A List of Articles Sitting in My To-Read Pile
…many of them since before I turned in my thesis. All of these articles look super interesting, but most of them are on the long/dense side, which is why I’ve been putting them off.
How Harry Potter Became the Boy Who Lived Forever — A long article about fanfic and the fanfic community. I don’t read (or write) fanfic, but I have an anthropological fascination with the whole concept.
Lonely Highways in the Land of Jail — Foucault and Art Bell! Two great tastes I had not expected to ever see combined. I love when my theory obsessions speak to my pop culture obsessions, so I’m very excited about this one.
William Burroughs interview — Burroughs and shamanism, two more of my favorite things.
This is your brain on shrooms — Speaking of shamanism… I normally resist neuroscientific interpretations of human experience, but hallucinogenic drugs are a fascinating tool for investigating mind/body questions.
The Proletarianization of Sensibility — About how Duchamp got into making Readymades, by way of Benjamin, Kant, Freud, Hoffman… I generally don’t find a lot of good writing about art on the web, so I don’t want to let this one slip by.
Star-Crossed: Edith Wharton and Julian Barnes — An exercise in juxtaposition, comparing Barnes and Wharton just because they have similar birthdays. But I love both authors, and I’m interested to see what unlikely connections the author finds.

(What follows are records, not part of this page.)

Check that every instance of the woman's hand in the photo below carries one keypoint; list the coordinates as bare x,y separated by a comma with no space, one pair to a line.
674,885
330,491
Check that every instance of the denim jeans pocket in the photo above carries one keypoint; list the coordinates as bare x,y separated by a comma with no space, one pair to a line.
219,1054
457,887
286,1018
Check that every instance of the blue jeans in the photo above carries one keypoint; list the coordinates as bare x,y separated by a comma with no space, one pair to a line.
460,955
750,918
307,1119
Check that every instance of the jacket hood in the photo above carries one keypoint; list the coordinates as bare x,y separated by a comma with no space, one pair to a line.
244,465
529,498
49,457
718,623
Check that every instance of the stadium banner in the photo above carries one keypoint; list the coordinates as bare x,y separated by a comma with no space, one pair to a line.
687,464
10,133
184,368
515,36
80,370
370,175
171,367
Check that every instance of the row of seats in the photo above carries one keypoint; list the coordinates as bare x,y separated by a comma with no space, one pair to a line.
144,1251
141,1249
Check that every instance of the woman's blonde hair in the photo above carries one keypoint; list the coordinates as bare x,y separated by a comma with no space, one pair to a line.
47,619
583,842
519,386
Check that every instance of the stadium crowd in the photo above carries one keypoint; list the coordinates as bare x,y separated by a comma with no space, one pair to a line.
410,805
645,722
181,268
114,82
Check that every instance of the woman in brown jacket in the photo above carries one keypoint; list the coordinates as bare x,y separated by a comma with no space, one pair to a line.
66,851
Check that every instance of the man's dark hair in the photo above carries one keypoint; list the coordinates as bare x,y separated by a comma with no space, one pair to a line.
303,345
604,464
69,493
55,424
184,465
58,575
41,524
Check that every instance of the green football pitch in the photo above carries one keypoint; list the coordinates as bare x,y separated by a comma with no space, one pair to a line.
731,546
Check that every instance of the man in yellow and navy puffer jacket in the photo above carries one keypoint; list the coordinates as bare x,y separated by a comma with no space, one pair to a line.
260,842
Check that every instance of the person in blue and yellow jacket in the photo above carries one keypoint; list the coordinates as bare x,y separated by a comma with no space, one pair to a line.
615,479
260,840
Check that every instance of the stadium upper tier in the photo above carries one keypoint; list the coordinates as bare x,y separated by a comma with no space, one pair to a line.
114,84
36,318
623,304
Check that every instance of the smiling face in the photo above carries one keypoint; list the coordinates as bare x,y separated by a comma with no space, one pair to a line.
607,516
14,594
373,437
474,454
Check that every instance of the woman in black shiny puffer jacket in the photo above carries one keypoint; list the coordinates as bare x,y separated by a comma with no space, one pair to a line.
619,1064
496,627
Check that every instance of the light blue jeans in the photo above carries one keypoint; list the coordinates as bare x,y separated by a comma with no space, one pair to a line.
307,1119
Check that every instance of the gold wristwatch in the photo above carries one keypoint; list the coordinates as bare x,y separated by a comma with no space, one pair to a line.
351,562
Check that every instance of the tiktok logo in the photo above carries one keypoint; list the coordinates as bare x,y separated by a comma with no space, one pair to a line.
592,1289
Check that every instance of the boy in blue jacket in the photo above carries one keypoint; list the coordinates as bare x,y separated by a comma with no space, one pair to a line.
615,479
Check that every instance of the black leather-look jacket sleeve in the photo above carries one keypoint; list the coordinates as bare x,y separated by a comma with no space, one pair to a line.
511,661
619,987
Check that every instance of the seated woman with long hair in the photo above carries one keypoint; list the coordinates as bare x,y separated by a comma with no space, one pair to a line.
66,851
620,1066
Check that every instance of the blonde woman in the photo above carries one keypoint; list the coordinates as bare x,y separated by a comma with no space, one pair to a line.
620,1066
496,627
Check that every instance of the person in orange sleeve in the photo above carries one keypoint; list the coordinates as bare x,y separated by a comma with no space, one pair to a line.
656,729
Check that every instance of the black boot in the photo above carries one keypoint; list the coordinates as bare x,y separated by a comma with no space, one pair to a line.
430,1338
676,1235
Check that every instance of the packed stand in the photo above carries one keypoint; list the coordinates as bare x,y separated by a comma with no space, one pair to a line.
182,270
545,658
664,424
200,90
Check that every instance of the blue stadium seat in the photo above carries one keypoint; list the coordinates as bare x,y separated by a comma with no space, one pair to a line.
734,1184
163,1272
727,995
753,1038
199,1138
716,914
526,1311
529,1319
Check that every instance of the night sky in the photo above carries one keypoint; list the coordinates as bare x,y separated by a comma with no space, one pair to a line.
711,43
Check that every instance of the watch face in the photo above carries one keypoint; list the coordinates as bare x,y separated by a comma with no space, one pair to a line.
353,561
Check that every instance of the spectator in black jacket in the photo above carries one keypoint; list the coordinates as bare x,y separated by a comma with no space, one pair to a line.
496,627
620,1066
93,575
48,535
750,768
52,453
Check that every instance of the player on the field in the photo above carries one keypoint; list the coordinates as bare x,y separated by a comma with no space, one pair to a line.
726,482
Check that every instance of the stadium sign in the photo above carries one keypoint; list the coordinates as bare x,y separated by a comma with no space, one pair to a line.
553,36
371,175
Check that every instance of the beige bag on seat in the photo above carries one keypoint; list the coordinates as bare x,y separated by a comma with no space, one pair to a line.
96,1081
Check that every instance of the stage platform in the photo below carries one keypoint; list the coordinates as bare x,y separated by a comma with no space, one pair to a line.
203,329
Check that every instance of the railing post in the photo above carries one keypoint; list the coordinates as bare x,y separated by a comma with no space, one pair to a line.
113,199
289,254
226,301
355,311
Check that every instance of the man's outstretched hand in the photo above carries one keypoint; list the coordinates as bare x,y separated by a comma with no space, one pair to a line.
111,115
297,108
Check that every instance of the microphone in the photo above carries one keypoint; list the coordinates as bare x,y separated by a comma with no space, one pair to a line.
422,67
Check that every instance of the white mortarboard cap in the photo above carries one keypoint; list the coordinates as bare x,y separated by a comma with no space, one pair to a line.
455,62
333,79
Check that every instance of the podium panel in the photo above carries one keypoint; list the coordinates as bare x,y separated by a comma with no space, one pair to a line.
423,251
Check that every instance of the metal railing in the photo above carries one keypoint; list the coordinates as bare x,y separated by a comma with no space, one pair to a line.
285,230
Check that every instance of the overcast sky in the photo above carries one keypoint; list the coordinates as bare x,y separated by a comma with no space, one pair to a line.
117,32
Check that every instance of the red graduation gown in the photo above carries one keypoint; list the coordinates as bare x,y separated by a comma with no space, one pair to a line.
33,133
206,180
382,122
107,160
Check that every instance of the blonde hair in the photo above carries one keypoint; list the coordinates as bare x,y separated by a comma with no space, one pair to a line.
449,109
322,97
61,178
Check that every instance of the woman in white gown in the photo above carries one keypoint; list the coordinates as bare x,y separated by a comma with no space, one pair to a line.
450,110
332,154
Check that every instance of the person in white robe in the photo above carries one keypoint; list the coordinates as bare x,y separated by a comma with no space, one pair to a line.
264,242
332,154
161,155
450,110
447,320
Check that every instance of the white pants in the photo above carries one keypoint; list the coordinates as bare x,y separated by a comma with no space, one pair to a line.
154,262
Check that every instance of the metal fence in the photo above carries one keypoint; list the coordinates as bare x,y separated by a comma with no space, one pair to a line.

Proust and his Mother — One of the richest, most discomfiting, and yet somehow most perfecty human of relationships in literary history.
The Material Existence of Ideology — Featuing Marx, Althusser, Butler, and other goodies… The novel in progress is all about the tension between the material and the ideological, so we can call this research. But it also looks like fun — ooh, diagrams!
The Loves of Lena Dunham — HBO’s “Girls” is my new guilty pleasure, which might get a whole blog post of its own at some point. This article about it is very long and from the New York Review of Books, so that’s promising… I do love when smart people talk at length about dumb things.